Mom briefly undertook the task of buying an ornament for each pet during the year, but quickly realized this was a bad idea. At my highest I had four animals, and during a particularly rotten year (2009) I lost three of them for unrelated reasons. That Christmas, I opened the first package to find a Golden with glued-on angel wings, which of course made me cry, then I looked in dread at all the piles I still had to open. The holidays always seems to magnify one’s sense of loss.
In many ways the tree is a symbolic 3-D family history book, growing heavier each year with the weight of time’s passage. Now that I have two kids, they’ve started their own traditions and their own collections, and I have my own bittersweet moment as I see them graduate from “Baby’s First Christmas” rattles to Barbies and Legos. That, too, will change soon.
Each year I think the tree holds all it can, but we always manage to find room for just a few more. But this year with my mother gone, there’s one less family ornament to buy, one collection that has reached its completion. Now the task of ornament shopping and family recordkeeping has passed to me. And this, too, is a slightly bitter pill to swallow.
It is the first year this holiday is more pain than joy, and the tree a reminder of so much lost as well as so many memories gained.
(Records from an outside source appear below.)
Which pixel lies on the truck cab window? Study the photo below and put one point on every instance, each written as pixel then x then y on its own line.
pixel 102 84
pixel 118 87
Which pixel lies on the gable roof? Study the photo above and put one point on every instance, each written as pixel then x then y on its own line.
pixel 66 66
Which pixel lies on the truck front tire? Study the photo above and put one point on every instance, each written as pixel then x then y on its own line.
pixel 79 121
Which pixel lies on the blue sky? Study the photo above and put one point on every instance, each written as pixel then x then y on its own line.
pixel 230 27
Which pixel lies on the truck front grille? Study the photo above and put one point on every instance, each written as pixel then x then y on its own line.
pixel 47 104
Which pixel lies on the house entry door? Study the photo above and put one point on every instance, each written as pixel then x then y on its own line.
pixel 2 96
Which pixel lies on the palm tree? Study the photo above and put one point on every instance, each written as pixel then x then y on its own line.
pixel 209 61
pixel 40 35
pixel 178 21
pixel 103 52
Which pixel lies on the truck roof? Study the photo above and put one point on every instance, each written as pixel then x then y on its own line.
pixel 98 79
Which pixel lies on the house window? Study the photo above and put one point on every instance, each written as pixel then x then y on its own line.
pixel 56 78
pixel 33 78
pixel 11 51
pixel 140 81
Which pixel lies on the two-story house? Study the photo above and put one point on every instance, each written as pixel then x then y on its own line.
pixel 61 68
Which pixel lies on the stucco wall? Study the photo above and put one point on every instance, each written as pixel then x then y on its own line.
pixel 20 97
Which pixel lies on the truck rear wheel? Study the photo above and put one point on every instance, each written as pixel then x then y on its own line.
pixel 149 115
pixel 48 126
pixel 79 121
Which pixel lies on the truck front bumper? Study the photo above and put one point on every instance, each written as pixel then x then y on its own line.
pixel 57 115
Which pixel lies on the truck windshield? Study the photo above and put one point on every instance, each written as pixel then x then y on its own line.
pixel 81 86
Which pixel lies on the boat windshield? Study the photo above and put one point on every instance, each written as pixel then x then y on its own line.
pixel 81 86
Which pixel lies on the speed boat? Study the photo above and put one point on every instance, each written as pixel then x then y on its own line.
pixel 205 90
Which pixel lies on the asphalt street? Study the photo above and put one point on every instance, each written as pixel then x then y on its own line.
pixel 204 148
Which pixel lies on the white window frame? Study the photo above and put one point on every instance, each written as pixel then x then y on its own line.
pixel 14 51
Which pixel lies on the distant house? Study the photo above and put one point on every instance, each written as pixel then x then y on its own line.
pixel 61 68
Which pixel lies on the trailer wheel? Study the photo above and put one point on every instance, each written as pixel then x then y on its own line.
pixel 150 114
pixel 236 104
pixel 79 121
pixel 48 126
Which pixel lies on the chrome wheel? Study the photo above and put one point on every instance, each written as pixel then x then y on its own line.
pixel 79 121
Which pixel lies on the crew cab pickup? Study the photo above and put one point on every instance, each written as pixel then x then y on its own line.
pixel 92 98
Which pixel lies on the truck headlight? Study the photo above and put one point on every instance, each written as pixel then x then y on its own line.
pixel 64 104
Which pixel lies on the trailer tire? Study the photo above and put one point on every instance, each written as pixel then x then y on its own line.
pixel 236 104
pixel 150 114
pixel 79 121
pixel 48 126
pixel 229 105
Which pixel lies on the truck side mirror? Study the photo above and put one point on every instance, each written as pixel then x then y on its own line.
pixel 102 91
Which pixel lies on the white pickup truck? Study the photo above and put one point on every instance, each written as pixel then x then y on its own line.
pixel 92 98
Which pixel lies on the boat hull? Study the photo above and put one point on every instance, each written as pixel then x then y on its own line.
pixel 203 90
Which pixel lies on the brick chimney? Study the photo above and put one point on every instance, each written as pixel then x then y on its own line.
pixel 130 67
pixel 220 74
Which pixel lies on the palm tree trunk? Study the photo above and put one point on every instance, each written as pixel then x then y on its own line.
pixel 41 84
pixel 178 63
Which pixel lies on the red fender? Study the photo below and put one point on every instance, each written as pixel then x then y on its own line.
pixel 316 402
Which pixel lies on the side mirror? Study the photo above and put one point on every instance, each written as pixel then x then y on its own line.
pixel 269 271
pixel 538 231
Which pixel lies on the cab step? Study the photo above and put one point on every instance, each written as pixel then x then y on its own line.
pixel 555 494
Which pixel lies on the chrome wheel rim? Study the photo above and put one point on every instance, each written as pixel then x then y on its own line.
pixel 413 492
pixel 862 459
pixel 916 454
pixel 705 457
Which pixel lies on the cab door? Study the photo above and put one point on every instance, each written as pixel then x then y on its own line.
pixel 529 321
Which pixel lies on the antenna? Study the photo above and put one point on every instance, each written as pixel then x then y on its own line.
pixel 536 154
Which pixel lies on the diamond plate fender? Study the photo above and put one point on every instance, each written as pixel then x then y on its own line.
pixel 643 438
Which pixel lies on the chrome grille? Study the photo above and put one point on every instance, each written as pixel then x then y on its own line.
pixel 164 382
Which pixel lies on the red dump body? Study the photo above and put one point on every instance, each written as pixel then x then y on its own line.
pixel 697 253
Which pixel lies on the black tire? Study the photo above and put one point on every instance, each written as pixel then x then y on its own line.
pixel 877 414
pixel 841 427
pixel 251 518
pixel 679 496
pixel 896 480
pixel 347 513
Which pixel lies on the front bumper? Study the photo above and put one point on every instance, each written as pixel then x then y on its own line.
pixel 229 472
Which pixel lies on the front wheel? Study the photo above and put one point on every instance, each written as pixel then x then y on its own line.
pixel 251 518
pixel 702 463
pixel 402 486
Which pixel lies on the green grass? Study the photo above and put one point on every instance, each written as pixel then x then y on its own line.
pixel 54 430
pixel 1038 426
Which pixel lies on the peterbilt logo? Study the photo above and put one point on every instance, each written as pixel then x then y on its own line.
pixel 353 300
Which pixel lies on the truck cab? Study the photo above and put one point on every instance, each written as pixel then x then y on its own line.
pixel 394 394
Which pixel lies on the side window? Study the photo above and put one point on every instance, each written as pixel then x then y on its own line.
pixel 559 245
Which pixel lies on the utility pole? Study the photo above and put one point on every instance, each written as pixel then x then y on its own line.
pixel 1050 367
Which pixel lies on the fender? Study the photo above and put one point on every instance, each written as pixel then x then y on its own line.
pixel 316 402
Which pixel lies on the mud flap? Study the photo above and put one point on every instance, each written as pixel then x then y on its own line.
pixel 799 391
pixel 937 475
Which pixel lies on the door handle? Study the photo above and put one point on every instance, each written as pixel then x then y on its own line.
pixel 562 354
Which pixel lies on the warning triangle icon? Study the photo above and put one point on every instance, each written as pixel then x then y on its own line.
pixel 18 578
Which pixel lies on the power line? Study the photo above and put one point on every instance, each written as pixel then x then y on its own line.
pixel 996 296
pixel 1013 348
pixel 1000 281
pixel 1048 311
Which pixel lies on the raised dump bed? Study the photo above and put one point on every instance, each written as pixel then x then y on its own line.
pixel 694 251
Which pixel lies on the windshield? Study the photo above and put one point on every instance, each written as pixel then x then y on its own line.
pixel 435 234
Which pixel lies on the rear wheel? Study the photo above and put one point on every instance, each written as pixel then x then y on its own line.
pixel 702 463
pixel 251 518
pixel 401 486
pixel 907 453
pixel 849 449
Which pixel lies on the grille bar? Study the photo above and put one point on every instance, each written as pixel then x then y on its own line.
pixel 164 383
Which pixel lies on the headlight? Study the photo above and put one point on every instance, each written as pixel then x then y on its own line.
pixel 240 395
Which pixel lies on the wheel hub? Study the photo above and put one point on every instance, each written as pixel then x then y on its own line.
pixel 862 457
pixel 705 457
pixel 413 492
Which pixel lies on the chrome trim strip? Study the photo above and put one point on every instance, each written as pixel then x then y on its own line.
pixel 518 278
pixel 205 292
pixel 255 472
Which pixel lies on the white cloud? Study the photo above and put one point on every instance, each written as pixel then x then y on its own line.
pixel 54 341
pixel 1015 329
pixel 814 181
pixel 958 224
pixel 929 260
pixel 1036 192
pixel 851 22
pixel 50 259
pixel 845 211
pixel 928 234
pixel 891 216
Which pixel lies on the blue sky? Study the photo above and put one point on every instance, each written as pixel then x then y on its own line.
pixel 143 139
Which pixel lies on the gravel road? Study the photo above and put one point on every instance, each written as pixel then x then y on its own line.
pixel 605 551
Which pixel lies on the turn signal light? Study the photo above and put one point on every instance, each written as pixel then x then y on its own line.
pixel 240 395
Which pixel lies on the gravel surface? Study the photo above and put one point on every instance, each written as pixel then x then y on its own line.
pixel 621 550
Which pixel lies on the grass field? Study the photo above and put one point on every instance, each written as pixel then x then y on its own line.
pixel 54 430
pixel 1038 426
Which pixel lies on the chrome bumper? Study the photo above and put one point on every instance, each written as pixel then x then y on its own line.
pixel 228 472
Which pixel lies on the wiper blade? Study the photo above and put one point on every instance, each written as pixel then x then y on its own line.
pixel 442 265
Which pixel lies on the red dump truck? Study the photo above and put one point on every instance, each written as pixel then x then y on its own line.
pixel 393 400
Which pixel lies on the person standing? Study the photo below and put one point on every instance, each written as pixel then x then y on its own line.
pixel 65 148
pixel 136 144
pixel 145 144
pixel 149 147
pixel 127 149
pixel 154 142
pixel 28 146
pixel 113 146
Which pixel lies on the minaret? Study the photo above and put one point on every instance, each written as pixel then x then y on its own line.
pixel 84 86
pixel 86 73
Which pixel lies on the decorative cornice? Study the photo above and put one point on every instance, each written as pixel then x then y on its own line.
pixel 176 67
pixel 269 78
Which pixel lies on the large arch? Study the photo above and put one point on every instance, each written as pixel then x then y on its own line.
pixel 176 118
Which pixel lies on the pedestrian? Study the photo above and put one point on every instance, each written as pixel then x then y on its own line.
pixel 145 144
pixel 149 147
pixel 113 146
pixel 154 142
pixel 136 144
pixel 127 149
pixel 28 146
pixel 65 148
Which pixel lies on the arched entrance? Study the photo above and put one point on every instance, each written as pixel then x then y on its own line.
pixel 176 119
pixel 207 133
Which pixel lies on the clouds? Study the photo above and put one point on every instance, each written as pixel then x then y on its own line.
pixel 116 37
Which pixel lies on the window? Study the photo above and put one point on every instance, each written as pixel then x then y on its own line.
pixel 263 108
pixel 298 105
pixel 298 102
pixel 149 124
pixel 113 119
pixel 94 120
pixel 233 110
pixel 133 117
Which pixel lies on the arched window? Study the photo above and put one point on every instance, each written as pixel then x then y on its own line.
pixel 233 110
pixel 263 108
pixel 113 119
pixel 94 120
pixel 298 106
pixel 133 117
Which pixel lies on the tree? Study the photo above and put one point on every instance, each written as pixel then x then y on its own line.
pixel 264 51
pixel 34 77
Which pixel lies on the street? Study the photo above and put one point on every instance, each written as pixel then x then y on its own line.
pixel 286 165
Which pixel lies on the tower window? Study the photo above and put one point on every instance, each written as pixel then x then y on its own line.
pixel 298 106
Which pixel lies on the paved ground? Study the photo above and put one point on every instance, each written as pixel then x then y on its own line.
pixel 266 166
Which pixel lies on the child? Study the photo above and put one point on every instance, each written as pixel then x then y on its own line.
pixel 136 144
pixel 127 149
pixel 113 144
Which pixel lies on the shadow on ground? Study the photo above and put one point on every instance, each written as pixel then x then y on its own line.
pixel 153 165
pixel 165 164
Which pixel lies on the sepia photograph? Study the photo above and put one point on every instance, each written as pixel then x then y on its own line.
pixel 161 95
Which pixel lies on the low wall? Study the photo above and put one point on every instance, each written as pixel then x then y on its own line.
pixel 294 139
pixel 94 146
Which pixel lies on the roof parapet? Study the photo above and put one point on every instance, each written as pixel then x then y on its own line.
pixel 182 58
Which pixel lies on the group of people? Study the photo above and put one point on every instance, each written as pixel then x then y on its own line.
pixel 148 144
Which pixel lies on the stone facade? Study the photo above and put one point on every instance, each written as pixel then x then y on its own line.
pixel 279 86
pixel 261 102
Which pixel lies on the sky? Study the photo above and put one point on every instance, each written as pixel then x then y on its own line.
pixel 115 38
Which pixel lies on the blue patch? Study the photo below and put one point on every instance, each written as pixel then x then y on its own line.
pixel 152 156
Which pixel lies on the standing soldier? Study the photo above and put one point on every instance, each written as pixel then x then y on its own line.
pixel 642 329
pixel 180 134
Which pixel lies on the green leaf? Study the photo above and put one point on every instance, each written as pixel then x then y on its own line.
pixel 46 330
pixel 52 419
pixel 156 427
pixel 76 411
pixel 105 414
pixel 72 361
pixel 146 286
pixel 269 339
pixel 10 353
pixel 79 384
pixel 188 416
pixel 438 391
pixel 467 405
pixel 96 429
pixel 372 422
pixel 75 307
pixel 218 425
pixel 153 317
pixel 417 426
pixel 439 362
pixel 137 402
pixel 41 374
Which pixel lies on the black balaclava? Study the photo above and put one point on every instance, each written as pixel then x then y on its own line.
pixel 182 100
But we put it up anyway because that is what we do, and that is part of being human; recalling our history and all it entails.
Despite its subdued tone, I am glad we are not ignoring the holiday altogether, because that would kind of defeat the whole meaning of the holiday. Almost all of my boxes are still in storage, the lights and the bows and the garlands, the stockings and the icicles and the merry music boxes. They will have to wait until next year, those twinkly drops of cheer I don’t quite feel.
We do, however, have our tree, in its most simple form- just the tree, some lights, and the weight of a thousand memories in the form of all our precious ornaments. It is the book of our family. At night I sit on the couch with my dog and contemplate how much has happened, in a time that feels simultaneously short as a blink and as long as a light year. And in that moment, I am glad.
A Merry Christmas to all who are celebrating, and may the day bring you and yours much joy.